Tech giants lead rally as stocks shed slump

S&P 500 in positive territory; Microsoft hits a 15-year high.

-

U.S. stocks closed higher Friday, delivering their second gain in two days and pushing the Standard & Poor’s 500 index back into positive territory for the year.

Strong quarterly earnings from several bigname technology companies helped rally the market, which has been gradually regaining ground following a swoon in August and September. Microsoft vaulted to a 15-year high, while Amazon and Google’s parent company, Alphabet, closed sharply higher.

Investors also welcomed an interest rate cut by China’s central bank and the possibilit­y of more economic stimulus for Europe.

“It’s been a great couple of days for the market and it’s actually impressive to see such a good follow-up after yesterday’s unbelievab­le move,” said JJ Kinahan, TD Ameritrade’s chief strategist.

The Nasdaq composite, which is heavily weighted with technology stocks, rose 111.81 points, or 2.3 percent, to 5,031.86.

The Dow Jones industrial average rose 157.54 points, or 0.9 percent, to 17,646.70. The S&P 500 index climbed 22.64 points, or 1.1 percent, to 2,075.15.

The gains pushed the Nasdaq up 6.3 percent for the year. The S&P 500 index is now up 0.8 percent. The Dow is down 1 percent.

The stock indexes notched healthy gains early Friday, as investors bid up shares in Microsoft, Amazon and Alphabet a day after the three tech giants reported surprising­ly strong quarterly results.

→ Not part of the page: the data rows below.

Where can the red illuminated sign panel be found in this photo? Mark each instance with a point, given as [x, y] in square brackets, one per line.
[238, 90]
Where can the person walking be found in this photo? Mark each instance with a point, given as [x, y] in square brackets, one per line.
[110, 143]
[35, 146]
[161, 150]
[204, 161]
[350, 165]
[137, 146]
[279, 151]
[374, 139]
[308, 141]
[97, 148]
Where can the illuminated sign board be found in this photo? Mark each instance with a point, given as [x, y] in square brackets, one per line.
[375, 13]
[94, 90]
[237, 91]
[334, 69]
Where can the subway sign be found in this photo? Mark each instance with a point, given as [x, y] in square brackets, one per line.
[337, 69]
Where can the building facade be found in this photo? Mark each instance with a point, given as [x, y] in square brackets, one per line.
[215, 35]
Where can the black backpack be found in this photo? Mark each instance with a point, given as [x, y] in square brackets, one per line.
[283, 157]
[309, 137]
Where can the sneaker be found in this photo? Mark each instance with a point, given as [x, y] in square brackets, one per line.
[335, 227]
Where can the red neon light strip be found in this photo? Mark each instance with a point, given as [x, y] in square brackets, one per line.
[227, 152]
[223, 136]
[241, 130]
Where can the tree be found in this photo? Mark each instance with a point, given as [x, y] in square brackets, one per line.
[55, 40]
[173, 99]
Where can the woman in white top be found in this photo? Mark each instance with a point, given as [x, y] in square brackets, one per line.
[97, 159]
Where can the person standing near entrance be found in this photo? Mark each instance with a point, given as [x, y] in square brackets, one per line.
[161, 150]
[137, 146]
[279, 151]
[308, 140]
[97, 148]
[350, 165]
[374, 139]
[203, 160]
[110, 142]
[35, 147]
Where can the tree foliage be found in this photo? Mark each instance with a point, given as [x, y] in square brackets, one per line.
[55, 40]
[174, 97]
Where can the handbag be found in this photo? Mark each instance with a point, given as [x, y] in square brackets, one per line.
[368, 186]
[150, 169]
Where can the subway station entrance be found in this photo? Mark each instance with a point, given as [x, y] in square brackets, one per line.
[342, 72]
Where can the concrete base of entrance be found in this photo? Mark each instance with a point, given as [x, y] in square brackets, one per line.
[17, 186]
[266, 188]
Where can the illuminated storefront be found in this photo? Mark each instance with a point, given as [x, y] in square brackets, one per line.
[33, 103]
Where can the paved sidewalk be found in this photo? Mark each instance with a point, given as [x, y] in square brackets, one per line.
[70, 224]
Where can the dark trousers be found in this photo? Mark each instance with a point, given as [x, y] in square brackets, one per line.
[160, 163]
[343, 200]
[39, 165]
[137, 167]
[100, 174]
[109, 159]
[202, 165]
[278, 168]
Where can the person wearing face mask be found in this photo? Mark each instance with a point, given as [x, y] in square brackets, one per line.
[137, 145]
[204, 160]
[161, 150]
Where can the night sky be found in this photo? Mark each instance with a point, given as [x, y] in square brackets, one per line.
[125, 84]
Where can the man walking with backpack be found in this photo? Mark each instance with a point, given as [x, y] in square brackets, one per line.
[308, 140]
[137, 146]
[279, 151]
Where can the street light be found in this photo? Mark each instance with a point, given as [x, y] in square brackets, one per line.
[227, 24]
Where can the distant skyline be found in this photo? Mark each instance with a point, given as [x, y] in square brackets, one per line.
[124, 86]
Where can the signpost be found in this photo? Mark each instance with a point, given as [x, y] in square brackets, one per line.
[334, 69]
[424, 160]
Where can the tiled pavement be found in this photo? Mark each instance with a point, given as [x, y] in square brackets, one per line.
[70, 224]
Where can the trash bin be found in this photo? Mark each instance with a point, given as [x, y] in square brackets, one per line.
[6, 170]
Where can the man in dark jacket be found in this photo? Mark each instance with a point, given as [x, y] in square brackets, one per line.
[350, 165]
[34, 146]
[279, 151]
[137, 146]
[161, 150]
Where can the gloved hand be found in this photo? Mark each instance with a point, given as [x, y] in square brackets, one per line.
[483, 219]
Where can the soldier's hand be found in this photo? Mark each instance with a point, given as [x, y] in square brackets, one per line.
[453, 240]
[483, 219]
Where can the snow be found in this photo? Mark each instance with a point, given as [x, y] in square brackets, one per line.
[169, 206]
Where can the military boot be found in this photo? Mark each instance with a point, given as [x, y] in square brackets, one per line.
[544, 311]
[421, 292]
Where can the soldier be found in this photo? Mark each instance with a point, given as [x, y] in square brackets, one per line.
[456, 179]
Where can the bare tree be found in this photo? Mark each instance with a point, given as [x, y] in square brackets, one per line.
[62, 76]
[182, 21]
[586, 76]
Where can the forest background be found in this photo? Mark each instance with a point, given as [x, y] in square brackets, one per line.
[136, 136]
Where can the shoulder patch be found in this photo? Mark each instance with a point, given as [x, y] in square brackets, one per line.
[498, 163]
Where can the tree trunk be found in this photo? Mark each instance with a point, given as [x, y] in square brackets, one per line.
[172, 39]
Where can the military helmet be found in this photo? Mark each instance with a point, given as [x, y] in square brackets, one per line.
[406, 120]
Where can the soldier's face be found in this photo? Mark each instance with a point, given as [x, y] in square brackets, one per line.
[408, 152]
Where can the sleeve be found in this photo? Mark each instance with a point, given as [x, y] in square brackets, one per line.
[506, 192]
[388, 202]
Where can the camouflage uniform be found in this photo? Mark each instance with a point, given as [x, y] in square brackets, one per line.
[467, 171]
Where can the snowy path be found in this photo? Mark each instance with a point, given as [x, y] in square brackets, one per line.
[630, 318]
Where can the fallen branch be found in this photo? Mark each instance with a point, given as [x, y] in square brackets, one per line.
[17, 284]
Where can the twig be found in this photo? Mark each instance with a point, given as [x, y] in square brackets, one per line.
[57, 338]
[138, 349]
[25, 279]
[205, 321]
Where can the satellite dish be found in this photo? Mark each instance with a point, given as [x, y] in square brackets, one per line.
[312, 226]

Microsoft surged $4.84, or 10.1 percent, to $52.87. Amazon gained $35.12, or 6.2 percent, to $599.03, while Alphabet climbed $38.19, or 5.6 percent, to $719.33.

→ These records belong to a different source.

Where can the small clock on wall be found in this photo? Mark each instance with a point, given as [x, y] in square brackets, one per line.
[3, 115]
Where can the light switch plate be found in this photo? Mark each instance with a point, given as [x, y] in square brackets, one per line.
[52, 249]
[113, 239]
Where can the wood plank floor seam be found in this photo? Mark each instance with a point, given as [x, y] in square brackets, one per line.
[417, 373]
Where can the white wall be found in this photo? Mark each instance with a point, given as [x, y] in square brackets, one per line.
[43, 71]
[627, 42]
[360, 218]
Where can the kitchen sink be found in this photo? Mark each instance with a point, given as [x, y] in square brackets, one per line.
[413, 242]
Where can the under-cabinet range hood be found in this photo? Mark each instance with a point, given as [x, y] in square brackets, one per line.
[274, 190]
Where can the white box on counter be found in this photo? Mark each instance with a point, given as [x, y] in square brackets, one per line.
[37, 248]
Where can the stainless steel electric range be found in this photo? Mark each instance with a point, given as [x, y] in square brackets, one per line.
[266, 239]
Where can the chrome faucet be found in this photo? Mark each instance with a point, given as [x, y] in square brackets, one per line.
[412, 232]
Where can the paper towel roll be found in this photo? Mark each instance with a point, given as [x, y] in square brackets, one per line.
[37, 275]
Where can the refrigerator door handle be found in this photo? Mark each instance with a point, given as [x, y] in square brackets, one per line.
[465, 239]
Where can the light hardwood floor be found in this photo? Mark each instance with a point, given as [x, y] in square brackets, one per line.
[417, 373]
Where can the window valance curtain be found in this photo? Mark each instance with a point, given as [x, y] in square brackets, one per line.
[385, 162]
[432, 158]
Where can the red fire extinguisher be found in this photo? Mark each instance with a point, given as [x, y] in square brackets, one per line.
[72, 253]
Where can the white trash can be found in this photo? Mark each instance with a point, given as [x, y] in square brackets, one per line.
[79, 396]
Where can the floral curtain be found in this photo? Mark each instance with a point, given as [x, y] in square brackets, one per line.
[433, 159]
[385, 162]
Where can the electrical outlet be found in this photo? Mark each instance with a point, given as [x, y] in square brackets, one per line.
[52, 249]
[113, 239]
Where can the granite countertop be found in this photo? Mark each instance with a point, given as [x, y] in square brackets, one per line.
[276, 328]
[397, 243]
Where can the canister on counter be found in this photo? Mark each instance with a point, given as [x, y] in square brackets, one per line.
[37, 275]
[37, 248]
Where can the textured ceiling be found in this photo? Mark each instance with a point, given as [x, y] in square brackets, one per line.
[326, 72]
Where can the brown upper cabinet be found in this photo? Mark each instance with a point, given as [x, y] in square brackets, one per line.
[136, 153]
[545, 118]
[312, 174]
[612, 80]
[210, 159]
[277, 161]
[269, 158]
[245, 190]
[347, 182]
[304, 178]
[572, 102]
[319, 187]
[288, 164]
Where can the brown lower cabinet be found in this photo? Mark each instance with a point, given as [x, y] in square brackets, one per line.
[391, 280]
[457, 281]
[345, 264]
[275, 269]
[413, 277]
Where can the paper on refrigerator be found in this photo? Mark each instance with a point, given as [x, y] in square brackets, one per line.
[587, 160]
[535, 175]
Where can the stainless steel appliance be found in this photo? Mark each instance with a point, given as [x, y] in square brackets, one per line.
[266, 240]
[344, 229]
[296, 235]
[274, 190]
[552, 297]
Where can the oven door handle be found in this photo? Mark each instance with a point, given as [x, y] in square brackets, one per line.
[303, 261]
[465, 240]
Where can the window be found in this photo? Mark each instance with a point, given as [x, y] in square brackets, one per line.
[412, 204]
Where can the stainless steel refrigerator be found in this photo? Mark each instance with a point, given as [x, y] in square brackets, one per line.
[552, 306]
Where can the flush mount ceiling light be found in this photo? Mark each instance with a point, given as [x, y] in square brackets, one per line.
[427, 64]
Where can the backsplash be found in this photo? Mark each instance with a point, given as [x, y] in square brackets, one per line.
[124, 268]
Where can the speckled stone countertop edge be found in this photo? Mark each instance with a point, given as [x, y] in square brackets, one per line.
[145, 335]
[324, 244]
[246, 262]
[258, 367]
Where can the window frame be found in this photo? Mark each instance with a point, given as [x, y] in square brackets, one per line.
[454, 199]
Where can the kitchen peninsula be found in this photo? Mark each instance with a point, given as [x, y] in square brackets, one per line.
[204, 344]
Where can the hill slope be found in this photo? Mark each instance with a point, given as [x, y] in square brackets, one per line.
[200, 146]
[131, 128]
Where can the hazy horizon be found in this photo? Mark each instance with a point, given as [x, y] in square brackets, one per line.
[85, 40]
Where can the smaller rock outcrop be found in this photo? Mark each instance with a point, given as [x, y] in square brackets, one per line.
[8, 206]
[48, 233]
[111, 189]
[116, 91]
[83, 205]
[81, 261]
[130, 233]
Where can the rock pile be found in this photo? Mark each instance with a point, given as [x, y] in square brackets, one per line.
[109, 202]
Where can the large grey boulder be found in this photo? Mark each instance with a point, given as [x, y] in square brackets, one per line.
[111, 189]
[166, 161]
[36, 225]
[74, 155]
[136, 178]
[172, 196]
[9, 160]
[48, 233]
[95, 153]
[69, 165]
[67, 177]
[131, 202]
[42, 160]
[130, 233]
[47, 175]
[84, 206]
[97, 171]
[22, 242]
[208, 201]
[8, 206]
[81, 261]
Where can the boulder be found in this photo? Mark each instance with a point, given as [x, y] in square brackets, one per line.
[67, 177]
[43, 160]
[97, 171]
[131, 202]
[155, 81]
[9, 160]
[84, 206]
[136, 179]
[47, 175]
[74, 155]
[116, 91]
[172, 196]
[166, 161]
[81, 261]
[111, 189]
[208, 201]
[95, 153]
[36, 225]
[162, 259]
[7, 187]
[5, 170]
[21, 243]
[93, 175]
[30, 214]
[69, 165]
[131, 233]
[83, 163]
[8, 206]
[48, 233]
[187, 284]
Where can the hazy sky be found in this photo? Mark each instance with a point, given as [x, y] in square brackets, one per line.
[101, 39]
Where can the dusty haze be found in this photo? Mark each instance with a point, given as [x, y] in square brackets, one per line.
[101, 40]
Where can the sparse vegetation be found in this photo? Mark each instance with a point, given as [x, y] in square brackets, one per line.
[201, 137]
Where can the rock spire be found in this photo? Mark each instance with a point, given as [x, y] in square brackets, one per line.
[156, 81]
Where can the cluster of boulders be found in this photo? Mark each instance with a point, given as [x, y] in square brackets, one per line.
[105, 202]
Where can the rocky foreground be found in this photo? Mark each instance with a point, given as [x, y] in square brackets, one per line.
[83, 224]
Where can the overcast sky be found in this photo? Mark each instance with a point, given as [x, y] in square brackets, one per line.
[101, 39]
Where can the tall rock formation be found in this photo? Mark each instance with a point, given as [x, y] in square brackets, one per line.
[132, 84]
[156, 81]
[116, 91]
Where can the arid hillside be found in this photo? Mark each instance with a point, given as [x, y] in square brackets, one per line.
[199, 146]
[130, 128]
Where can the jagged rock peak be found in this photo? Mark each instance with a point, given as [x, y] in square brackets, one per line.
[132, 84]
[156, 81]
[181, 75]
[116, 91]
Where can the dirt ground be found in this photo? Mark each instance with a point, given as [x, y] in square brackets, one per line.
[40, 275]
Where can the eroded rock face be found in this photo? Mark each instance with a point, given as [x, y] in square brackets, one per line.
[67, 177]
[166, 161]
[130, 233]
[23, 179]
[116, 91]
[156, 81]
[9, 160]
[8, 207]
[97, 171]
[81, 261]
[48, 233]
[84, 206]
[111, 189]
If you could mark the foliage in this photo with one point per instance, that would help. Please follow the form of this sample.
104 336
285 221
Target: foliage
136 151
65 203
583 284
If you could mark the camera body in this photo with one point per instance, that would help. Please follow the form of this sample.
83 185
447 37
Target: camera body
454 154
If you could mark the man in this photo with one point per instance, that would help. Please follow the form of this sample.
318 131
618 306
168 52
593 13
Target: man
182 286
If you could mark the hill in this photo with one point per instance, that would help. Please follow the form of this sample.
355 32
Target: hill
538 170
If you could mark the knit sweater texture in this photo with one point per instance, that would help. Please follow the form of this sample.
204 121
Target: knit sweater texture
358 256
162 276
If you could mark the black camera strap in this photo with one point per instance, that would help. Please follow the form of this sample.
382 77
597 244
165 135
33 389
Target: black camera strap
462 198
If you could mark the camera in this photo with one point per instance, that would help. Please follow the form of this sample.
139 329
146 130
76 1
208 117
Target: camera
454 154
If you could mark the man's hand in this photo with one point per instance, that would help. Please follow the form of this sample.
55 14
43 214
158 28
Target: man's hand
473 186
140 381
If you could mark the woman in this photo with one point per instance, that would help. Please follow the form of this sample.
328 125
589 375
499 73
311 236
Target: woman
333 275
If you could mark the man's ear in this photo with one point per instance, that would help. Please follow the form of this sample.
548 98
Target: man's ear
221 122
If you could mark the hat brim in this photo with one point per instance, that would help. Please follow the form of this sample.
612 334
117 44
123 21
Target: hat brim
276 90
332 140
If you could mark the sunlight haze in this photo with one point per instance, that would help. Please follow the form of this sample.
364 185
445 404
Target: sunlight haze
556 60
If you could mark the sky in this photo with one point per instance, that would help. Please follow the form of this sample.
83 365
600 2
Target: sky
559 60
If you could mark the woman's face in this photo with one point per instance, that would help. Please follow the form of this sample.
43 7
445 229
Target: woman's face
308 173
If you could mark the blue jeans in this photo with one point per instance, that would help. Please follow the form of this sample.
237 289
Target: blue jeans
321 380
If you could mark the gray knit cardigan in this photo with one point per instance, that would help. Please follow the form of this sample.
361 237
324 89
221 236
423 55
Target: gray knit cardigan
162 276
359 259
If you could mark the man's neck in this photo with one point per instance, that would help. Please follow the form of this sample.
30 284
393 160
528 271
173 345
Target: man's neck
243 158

Shares in Capital One Financial jumped 8.2 percent. The credit card issuer and lender reported third-quarter earnings late Thursday that came in ahead of Wall Street’s expectatio­ns. The stock added $6.18 to $81.12.

The market action in the U.S. followed a rally in European and Asian stock markets as traders welcomed new action by China’s central bank and the possibilit­y of more stimulus for Europe.

China’s central bank Friday announced cuts in its benchmark interest rates on loans and deposits. It was the sixth interest-rate cut in a year.

A day earlier, the head of the European Central Bank hinted that the bank might extend its $1.2 trillion bond purchase program or take other measures to stimulate the eurozone’s economy.

“Both of those were positive and begin to lift the cloud of uncertaint­y which drove the volatility in the third quarter,” said Michael Baughen, global investment specialist at J.P. Morgan Private Bank.

Next week, the spotlight turns to the world’s other big central banks, the Federal Reserve and the Bank of Japan, which are holding policy meetings at which officials will undoubtedl­y factor the ECB’s intentions into their own outlooks.

Wall Street has been trying to discern when the Fed will begin to raise its benchmark interest rate from a record low near zero, where it’s been since late 2008.

Six of the 10 sectors in the S&P 500 index moved higher, led by technology stocks. The sector rose 3 percent and is up 6.6 percent this year. Utilities stocks declined the most, sliding 1.8 percent and extending its loss for the year to 5.7 percent.